私はその場で説明したのですが、足りないと思い、その後書面を送りました。長文ですが、載せます。前後の文脈が分からないとわかりにくいところは多少加除し、固有名詞は伏せました。以下の通りです。
○○小学校の皆様へ
先日はありがとうございました。当日は時間が無く、伝えきれなかったことも多かったです。また、言葉というのは残りません。先日の中学校との関連に関する疑問は大事な疑問ですので、改めて、手紙にしました。
まず、学び合いをすると、それを引きずって中学校で混乱を起こすかどうかという点ですが、それはありません。それは当日お話したように、子どもは人を見て法を説いているからです。我々は小学校1年生でも学び合いをやっていますが、小学校1年生でも学び合いをやっていない専科の先生の時間は、そのように行動しています。ましてや小学校6年の子どもが出来ないわけありません。
次に、○○先生からのご指摘に関してです。正直、学び合いが理不尽と子どもに思われるとは思ったこともありません。そのため、うまく説明できなかったと思います。そこで整理して説明したいと思います。
理不尽だと子どもが思うとしたら、その原因としては少なくとも2つ思いつきます。まず第一は、教師のためにその学習をしている、と子どもが考えたためだと思います。おそらく、○○先生が話し合ったI小学校出身の学生さんの事例はこれだと思います。

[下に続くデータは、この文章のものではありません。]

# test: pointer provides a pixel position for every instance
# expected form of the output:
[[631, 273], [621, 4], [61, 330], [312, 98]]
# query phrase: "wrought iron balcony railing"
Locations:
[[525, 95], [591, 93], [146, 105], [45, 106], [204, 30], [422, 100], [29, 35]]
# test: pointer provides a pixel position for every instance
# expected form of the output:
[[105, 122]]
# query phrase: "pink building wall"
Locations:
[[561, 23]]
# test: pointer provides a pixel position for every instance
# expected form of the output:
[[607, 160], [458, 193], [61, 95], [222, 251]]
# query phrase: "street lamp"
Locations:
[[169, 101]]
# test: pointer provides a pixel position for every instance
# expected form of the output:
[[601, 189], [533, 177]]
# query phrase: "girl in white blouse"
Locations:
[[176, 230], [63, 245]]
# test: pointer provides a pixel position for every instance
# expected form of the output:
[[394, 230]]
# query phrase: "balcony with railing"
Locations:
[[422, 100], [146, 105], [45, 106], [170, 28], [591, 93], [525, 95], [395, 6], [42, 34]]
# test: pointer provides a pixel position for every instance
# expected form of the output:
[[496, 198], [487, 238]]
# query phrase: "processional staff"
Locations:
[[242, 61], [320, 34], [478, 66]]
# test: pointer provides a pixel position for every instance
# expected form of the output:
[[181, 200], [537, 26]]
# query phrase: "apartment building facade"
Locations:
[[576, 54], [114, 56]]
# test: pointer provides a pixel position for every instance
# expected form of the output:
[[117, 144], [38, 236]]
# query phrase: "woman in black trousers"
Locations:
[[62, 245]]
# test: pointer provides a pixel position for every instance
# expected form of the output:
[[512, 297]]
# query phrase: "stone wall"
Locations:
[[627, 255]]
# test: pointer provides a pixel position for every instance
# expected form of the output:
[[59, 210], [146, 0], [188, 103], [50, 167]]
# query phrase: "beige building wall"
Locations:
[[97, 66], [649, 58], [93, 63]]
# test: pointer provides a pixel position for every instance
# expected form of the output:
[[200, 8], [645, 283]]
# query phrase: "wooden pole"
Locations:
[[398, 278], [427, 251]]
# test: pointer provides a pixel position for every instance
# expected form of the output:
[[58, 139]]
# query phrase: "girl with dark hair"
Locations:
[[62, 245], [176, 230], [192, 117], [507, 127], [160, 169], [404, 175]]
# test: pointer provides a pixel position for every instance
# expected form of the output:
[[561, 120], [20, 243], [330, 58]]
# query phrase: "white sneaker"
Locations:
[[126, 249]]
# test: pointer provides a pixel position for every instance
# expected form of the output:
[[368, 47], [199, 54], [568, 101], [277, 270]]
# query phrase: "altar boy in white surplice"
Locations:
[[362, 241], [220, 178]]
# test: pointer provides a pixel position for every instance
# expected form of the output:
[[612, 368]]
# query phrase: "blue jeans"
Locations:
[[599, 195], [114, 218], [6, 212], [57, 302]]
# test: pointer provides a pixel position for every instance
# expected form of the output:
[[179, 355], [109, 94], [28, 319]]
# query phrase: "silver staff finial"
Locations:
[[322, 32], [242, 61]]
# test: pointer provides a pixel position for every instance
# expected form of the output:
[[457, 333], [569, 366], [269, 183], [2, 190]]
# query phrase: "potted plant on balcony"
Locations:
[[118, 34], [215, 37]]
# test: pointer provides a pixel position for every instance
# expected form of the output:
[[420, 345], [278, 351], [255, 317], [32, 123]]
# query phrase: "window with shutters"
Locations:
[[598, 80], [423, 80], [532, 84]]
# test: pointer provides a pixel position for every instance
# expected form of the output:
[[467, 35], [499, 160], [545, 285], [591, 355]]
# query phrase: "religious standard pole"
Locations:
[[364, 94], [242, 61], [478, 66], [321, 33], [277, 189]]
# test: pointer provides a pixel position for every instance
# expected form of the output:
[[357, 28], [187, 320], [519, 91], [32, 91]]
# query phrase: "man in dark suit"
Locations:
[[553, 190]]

我々も授業を公開することがあります。御校の先生にも見ていただいた、埼玉の学校の例もそれです。しかし、彼らが上記のように思うとは思えません。まず、我々は子どもは有能だと信じていますので、公開する意味をちゃんと語ります。具体的には、「みんなが経験している学び合いを、もっと多くの人に経験してもらうために公開するんだ。みんなの凄さを教えてあげよう!」ということです。想像するに、これをやっているI小学校の先生方は少なかったのではないでしょうか?さらに少ないのは評価の還元です。我々の場合は、授業の後に感想をブログやHPで、学び合いをやっている子どもの凄さを、それぞれの人が公開しています。授業者は、そのブログやHPを教えます。つまり、授業の結果に関して評価を子どもたちに還元しているんです。つまり、子どもたちにとって「自分たち」の姿を評価される場であると考えています。それが証拠に、公開授業の前後で、子どもたちの学びの姿が変化します。はたしてI小学校の先生方は子どもたちにそれをやっていたでしょうか?I小学校レベルの公開ともなれば、いろいろの無理をしているはずです。しかし、その結果が自分(子ども)たちに還元されていないとしたら、子どもたちは「先生のための研究会」と捉えるでしょう。○○先生の聞いた「振り回された」という言葉はここから生じたと思います。
子どもが理不尽だと考える理由の第二は、その授業自体が理不尽なときです。個人名を挙げることに躊躇しますが、皆様が配慮していただけることを信じて書かせていただきます。○○という実践者をご存知でしょうか?私もごく初期の段階、彼女の本に惹かれていました。ところがです、彼女の実践ビデオを見て愕然としました。一言で言えば、「怖い」授業でした。とても、子どもたちが望んで学びあっているのではなく、教師の命令で学びあっている姿でした。その後、彼女の小学校の子どもが進学する中学校の先生が上越教育大学に現職派遣でこられたので、その先生から話を聞きました。それによれば、彼女の教え子の半数近くが、彼女の学び合いを嫌がっていたとのことです。そこで、御校で埼玉の『学び合い』の実践を見た方にお伺いしたい。皆さんの見た子どもは、いやいやながらさせられている子どもだったでしょうか?
以上の理由から、問題は無いと考えます。
さて、中学校と小学校の違いがあって、それを連結しようとすることは大事なことです。しかし、どちらにあわせるべきかは、学校教育の本義に基づいて考えるべきだと思います。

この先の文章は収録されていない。